Smith eventually joined the skirmish that ensued, one notable outbreak one a day when emotions ran high and ran the gamut.
"We may be the little brothers and may get punched around, but we're not going to take it. We're going to fight back," Panthers head coach Ron Rivera said. "You're coming into our place and you're going to come after one of our guys, we're not going to take it – that's just the way it is.
"I know some guys will get some letters and fines and all that stuff, but you know what, there's no place for that in this league."
While the situation with Smith – which resulted in a 15-yard penalty on Harper but nothing else – qualified as a heat-of-the-moment incident, one player on each sideline had reason to be emotional even before the opening kickoff of the Saints' 30-27 victory.
Panthers tight end Jeremy Shockey played three seasons for the Saints before being releasedin February, and Saints kicker John Kasay had played for the Panthers since their inaugural season before being released in July.
Consistent with their personalities, Shockey and Kasay took different approaches to the circumstances.
Shockey was animated all day, but he also put his head in the game in addition to his heart. Whenever the Saints had the ball, Shockey was in the ear of Panthers defensive coordinator Sean McDermott.
"As he watched, he saw some of the things that they were doing, and he was letting us onto it," Rivera said. "He could sit there and tell us, 'When you give them this, this is what you're going to get.'
"He was helpful. The guy has experience and knowledge that's invaluable."
Shockey, who caught three passes for 21 yards, tried to downplay the importance of the game from a personal standpoint.
"I always talk during the game. There was nothing different," Shockey said. "Football players get traded, get released. You play against the same faces, different numbers, whatever. We lost again. It hurts.
"We should have won it, and we did not. They are a good football team, and my hat goes off to them."
Many around Bank of America Stadium tipped their cap to Kasay, who connected on all three of his field goal attempts and all three PATs in his homecoming.
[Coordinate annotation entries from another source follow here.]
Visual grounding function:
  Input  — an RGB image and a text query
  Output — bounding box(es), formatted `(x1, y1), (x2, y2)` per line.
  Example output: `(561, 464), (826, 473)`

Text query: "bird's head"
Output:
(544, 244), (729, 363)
Panthers fans rained down kind words rather than cutting words toward Kasay on the sideline, and after one field goal he even got affectionate slaps to the helmet from Panthers players.
"People were very kind and welcoming," Kasay said. "Words cannot express how thankful I am."
Kasay, who joined the Saints in the preseason when New Orleans kicker Garrett Hartley suffered a hip injury, said he felt at ease in his return.
"It was very comfortable," he said. "I was here for 15 seasons in this stadium. I know the way things work, so it wasn't a huge deal from that standpoint."
Sunday, whether it took the form of gentlemanly gratitude, an unsportsmanlike attitude or a taking a little latitude with gamesmanship, emotions played a prominent part.
"The one thing I love about football is that people are passionate," Panthers safety Charles Godfrey said. "That's football."